I guess most of the things in protected are the necessary overrides to implement ObjectFile. But do we need e.g. these data members there? Should they be private?

60

commented-out code.

70

These comments don't make sense without also having the one from SymbolRef

include/llvm/ObjectYAML/WasmYAML.h
42

WasmYAML

58

Commented.

include/llvm/Support/FileSystem.h
265

Do you know what the difference is between the various object vs executable file types is in this context? To the extent that it matters, we should probably start with focusing on executables, since that's well-specified, whereas we haven't got the details of what we want for object files nailed down (e.g. symbols, relocations, etc, including even how we will differentiate an object file from an executable).

lib/Object/WasmObjectFile.cpp
12

alphabetize includes.

23

What does R stand for? return value?

27

should this be return std::move(Err)?

32

Can any of these be static or anonymous namespace?

47

Does this function have any way to fail?

58

How do we handle running out of bytes/off the end of the buffer early? Or bogus data in section header? For that matter, how does decodeULEB128() fail?

81

use llvm_unreachable("message, e.g. not yet implemented") instead of assert(0)

263

I don't know if this string has to match an arch name (e.g. "wasm32" or "wasm64") but it may well end up being the case for wasm that we don't have different file formats for wasm32 vs wasm64. So if this is just arbitrary, for now it could just be "wasm".

268

This can be Triple::wasm32 for now.

dschuff edited edge metadata.Oct 14 2016, 2:29 PM

(in general i do think it's going in the right direction :)

sbc100 updated this revision to Diff 75094.Oct 18 2016, 4:58 PM
sbc100 marked 15 inline comments as done.
sbc100 edited edge metadata.

Add objdump support

sbc100 updated this revision to Diff 75096.Oct 18 2016, 5:03 PM

Remove some debugging

sunfish accepted this revision.Oct 20 2016, 12:11 PM
sunfish edited edge metadata.

Cool! This looks like a great start!

include/llvm/Object/Wasm.h
30

The latest spec changes call this "user defined".

This revision is now accepted and ready to land.Oct 20 2016, 12:11 PM
sunfish added inline comments.Oct 20 2016, 1:01 PM
include/llvm/Object/Wasm.h
42

It might be a little more consistent with the code for other container formats to move these enums and magic numbers toinclude/llvm/Support/Wasm.h.

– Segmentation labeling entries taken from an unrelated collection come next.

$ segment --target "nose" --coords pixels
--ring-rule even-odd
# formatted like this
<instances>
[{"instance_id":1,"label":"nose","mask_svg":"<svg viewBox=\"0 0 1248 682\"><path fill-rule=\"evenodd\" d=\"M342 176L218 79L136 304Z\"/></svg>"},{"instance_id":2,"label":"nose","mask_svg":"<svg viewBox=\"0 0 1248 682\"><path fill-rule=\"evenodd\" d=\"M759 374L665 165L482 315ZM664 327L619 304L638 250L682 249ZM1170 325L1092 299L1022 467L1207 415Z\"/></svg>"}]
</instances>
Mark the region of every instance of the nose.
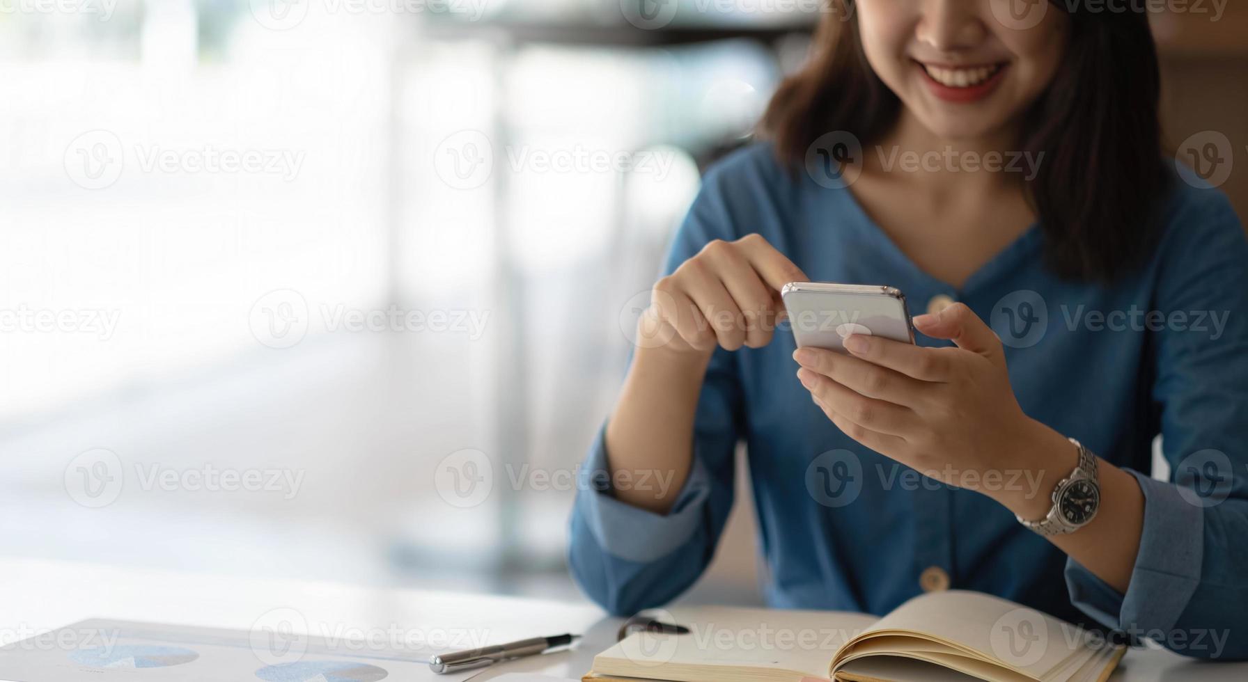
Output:
<instances>
[{"instance_id":1,"label":"nose","mask_svg":"<svg viewBox=\"0 0 1248 682\"><path fill-rule=\"evenodd\" d=\"M915 37L941 52L956 52L977 46L987 27L976 10L977 2L966 0L925 0Z\"/></svg>"}]
</instances>

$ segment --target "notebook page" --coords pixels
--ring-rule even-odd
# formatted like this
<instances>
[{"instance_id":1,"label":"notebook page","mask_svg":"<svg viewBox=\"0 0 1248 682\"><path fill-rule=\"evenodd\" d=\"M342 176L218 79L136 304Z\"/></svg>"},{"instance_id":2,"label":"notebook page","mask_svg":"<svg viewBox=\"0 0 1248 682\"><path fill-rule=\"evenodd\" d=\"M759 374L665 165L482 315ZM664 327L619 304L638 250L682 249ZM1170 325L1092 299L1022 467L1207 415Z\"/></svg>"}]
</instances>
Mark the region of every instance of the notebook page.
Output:
<instances>
[{"instance_id":1,"label":"notebook page","mask_svg":"<svg viewBox=\"0 0 1248 682\"><path fill-rule=\"evenodd\" d=\"M991 595L965 591L917 596L871 628L921 632L1045 680L1071 656L1086 655L1086 632Z\"/></svg>"},{"instance_id":2,"label":"notebook page","mask_svg":"<svg viewBox=\"0 0 1248 682\"><path fill-rule=\"evenodd\" d=\"M765 668L827 677L836 651L875 623L874 616L835 611L673 608L661 620L688 635L641 632L599 653L597 673L660 668ZM635 675L634 675L635 676ZM671 678L671 677L668 677Z\"/></svg>"}]
</instances>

sunfish added inline comments.Oct 25 2016, 11:24 AM
include/llvm/Object/Wasm.h
27

Let's update this to 0xd too.

sbc100 updated this revision to Diff 75902.Oct 26 2016, 9:17 AM
sbc100 marked 2 inline comments as done.
sbc100 edited edge metadata.

Parse all non-code sections.

sbc100 added inline comments.Oct 26 2016, 9:20 AM
include/llvm/Object/Wasm.h
27

I will probably wait until 0xd branched get merged then update this patch. Since this patch has now grown significantly do you think I should split it into smaller chunks? Perhaps I should land just the YAML<->wasm stuff with tests.. and leave the readobj stuff for a second patch?

include/llvm/Support/FileSystem.h
265

This is just an enumeration of different magic number types. I don't think we know at this point if we want more than one magic number.

lib/Object/WasmObjectFile.cpp
23

I guess so. Cargo culted. I gave it a more meaningful name.

47

Yes, it would be nice to not read past EOF in the cast of malformed file. I'm not sure how to do this since we don't konw how many bytes will be consumbed by decodeULEB128 but I'll figure it out. Added a TODO for now.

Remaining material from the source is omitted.